Los años dorados del movimiento hippie en San Francisco, aquel Mayo francés del 68, la Primavera de Praga, The Beatles en la cima del pop, Che Guevara, Juan XXIII – el Papa de la esperanza -. Años míticos. La moda del collage, de la máquina de escribir, del comienzo del cinemascope, el movimiento ye-yé, la experiencia personal del disfrute diario de la autorrealización, volcarse a la aventura de una expresión colectiva, un intento a la sociabilidad muda, pero patente.
Si hubo una manera, una explosión enriquecedora a finales de los sesenta y principios de los setenta, fue el póster. El póster era un lujo barato, plasmado en un papel malísimo, de un color plano, de adquisición exquisita, una de las veredas que nos llevaban a la Nueva Frontera. El póster olía a Francia, olía a palabras prohibidas, a avance. Sólo años después se empezó a soñar con enmarcar un póster a color.

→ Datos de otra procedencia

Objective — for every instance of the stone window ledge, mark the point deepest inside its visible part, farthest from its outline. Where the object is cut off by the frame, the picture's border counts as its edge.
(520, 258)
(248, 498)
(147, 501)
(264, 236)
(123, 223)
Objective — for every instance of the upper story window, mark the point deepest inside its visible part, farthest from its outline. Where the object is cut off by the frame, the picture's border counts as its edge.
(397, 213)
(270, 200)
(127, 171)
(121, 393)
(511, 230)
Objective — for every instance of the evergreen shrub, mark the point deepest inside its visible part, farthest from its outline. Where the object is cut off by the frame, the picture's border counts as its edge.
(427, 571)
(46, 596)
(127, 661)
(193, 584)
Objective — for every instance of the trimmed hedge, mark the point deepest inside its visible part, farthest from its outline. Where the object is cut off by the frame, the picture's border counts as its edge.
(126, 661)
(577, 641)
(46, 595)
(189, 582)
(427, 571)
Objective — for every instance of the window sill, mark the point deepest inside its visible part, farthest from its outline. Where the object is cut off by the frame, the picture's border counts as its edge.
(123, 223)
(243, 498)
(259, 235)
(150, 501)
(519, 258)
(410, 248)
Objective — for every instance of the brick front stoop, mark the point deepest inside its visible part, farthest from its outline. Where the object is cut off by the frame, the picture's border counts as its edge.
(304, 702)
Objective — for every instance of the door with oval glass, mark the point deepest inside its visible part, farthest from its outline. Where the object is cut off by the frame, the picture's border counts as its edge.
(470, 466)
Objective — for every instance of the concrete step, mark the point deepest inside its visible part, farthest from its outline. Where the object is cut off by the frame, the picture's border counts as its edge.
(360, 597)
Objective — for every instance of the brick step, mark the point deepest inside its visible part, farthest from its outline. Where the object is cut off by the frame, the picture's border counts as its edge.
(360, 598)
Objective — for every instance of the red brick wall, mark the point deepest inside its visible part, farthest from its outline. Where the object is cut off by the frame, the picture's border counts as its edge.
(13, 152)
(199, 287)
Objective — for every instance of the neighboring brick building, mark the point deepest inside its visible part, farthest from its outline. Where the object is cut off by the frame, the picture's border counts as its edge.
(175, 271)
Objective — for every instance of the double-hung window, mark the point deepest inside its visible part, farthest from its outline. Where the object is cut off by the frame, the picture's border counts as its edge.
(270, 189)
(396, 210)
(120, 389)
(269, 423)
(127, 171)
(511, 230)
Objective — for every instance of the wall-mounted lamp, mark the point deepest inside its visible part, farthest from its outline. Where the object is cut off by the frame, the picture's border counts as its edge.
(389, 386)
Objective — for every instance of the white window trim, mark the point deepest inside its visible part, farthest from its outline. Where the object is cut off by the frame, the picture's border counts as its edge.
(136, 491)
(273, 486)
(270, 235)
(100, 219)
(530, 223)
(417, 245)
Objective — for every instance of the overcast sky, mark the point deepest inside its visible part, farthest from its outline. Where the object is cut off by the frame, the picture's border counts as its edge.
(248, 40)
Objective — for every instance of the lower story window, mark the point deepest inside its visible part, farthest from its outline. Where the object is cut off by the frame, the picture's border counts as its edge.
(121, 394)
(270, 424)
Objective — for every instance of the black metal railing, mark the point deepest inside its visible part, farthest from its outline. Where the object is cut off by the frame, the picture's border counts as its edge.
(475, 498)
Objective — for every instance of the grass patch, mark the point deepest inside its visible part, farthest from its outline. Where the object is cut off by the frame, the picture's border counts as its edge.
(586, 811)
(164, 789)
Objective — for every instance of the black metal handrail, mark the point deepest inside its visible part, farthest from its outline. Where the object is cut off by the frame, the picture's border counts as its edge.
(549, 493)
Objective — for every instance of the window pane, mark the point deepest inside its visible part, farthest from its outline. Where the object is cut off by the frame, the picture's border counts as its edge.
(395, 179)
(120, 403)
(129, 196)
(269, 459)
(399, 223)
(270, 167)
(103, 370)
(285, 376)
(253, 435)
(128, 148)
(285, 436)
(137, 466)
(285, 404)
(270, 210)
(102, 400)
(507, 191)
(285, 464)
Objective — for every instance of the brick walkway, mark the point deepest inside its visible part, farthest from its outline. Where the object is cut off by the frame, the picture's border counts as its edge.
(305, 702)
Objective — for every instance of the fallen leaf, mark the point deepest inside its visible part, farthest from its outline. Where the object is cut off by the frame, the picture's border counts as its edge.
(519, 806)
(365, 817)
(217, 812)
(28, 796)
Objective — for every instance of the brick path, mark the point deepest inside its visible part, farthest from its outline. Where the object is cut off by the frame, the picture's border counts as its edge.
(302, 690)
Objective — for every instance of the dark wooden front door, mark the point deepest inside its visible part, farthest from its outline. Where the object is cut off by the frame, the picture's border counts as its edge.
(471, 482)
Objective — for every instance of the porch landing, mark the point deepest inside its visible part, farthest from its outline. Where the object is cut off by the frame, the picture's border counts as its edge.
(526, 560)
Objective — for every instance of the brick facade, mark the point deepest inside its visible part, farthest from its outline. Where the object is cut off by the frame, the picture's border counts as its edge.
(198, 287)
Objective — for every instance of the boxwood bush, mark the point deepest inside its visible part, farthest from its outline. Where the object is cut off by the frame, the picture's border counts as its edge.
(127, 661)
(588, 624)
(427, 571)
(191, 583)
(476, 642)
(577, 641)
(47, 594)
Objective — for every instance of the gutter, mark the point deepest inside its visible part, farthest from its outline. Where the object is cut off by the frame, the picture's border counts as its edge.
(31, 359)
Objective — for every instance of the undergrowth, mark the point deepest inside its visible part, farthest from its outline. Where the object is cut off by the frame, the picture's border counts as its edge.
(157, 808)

El póster era una criatura del chico y chica in y, aunque estuviera al alcance de cualquier bolsillo, era muy propio de pandilleros, de chico con chupa y toques de marginalidad, de intelectual avanzado, de gente melenuda puesta en la década setentera. Cuatro chinchetas, una nota de color y de aire fresco en tu habitación, una generación que husmeaba un futuro distinto al de sus padres, una canción protesta, un ambiente de humo y discos de grupos británicos, conocerse a sí mismo – psiquedelia y psicodelia – trazos de avanzadas culturas llegadas – a contrabando – del extranjero: la literatura fantástica, degustar un poquito de corrientes no permitidas, el abstracto, el arte geométrico, un póster regalo de película que no cruzaba nuestra frontera, un póster guardado en el cajón, enrollado.

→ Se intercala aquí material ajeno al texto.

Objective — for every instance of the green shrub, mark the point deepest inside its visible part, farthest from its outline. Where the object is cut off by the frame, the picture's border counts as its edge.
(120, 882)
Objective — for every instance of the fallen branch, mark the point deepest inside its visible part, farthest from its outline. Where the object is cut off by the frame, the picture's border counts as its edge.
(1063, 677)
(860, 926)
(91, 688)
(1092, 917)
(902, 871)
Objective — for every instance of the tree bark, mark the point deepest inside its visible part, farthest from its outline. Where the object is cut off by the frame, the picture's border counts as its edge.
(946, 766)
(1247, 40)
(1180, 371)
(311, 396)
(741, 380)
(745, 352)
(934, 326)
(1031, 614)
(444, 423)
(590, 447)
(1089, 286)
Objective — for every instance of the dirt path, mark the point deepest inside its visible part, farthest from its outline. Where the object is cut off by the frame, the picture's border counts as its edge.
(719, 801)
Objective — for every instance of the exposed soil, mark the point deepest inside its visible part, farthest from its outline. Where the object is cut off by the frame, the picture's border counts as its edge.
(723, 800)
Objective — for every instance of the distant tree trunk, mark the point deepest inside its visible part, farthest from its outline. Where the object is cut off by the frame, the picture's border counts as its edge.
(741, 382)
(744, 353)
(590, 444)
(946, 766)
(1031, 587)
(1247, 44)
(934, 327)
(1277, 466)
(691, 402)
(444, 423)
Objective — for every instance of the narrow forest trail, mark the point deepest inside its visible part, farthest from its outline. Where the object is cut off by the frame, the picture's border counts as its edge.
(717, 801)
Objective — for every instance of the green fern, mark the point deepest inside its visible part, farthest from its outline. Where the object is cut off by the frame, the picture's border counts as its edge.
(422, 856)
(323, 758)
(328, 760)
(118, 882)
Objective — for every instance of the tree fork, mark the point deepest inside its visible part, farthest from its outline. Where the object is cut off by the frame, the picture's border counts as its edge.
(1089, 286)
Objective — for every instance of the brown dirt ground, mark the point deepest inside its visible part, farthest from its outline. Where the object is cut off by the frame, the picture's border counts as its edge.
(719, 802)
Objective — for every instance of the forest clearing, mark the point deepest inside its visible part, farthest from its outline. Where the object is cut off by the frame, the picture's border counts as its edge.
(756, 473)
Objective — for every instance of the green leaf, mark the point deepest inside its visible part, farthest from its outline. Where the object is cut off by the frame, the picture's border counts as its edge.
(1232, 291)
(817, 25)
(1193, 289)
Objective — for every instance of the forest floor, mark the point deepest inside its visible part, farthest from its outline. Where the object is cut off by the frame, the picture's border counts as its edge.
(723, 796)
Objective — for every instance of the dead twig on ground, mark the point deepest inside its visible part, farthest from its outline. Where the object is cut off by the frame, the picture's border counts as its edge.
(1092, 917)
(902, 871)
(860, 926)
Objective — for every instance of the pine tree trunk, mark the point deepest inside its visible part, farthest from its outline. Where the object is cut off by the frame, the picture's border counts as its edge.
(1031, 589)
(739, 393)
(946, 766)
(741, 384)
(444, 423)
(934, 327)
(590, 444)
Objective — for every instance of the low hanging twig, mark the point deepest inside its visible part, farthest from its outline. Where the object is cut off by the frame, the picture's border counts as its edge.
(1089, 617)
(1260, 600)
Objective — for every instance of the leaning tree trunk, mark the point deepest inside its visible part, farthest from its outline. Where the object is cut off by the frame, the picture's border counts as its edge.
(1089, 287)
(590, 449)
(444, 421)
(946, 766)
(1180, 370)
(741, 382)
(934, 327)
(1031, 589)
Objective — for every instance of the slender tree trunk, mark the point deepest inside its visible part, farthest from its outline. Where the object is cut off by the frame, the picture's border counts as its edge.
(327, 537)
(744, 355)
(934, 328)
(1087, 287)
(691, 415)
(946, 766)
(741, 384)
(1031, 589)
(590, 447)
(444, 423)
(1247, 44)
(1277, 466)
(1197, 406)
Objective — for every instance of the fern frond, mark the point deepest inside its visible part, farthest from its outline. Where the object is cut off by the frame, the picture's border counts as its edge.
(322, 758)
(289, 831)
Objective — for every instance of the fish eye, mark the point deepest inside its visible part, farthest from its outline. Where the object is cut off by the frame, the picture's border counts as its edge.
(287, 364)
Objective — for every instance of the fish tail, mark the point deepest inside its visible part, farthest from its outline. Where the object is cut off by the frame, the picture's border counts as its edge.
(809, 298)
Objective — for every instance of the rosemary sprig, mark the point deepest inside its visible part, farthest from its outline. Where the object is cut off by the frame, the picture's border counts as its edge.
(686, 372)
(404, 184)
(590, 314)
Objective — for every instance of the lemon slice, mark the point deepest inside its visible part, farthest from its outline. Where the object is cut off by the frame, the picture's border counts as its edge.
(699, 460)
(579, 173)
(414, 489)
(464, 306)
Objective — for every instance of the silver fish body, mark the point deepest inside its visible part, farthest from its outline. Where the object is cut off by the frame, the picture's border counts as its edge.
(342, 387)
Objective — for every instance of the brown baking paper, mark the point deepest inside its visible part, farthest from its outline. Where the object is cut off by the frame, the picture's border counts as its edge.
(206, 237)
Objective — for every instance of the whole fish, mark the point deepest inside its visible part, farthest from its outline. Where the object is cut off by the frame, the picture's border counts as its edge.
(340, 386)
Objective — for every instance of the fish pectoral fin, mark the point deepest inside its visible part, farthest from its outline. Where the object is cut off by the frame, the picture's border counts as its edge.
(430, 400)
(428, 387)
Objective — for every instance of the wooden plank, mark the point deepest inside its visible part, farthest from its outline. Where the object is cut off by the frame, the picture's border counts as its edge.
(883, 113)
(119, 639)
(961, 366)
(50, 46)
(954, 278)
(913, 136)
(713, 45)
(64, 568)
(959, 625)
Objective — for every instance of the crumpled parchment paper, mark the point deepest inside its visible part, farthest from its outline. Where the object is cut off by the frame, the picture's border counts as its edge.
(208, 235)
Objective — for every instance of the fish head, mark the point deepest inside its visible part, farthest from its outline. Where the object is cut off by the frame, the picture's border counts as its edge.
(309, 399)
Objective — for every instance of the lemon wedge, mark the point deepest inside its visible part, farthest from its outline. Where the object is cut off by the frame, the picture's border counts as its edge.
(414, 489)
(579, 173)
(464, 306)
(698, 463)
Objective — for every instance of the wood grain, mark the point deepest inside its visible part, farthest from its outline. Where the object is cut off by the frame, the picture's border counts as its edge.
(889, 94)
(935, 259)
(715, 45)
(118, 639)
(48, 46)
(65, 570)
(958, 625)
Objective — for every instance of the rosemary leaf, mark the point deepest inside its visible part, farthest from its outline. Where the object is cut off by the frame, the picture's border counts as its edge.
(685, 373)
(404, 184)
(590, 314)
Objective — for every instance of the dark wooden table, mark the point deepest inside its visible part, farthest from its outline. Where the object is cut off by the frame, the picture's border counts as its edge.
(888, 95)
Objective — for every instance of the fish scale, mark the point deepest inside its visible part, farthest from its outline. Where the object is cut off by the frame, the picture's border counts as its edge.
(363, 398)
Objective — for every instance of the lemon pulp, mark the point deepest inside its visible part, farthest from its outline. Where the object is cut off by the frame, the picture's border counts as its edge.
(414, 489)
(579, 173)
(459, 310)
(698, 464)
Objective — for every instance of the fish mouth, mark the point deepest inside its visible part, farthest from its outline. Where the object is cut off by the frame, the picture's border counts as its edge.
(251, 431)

El póster conseguía que una generación joven – destinada a cruzar otra vereda – se identificara con ellos. En las siguientes décadas, el póster se sofisticó y, aunque nadara entre moda y diseño, entre lenguaje de cine y cómic, fue amigándose el grafiti como un pelotazo urbano.
En España -ven la década sesentera -, empieza a gestarse ese empobrecimiento del castellano. En vez de retrete, es más chuli wáter; en vez de bocadillo, sándwich; en vez de cartel, póster.
Donde se ponga un cartel de fútbol, un cartel de teatro, una cartelera de cine, un cartel de fiesta… que se quite la palabra póster y un batallón de palabras migradas de la Gran Bretaña. Eso sí, seguirán cayendo goterones, pedradas mal ajustadas a nuestro lenguaje cada vez menos castellano. Es cuestión de vorágine y de fe en lo nuestro. Lo siento, huyo de las amalgamas.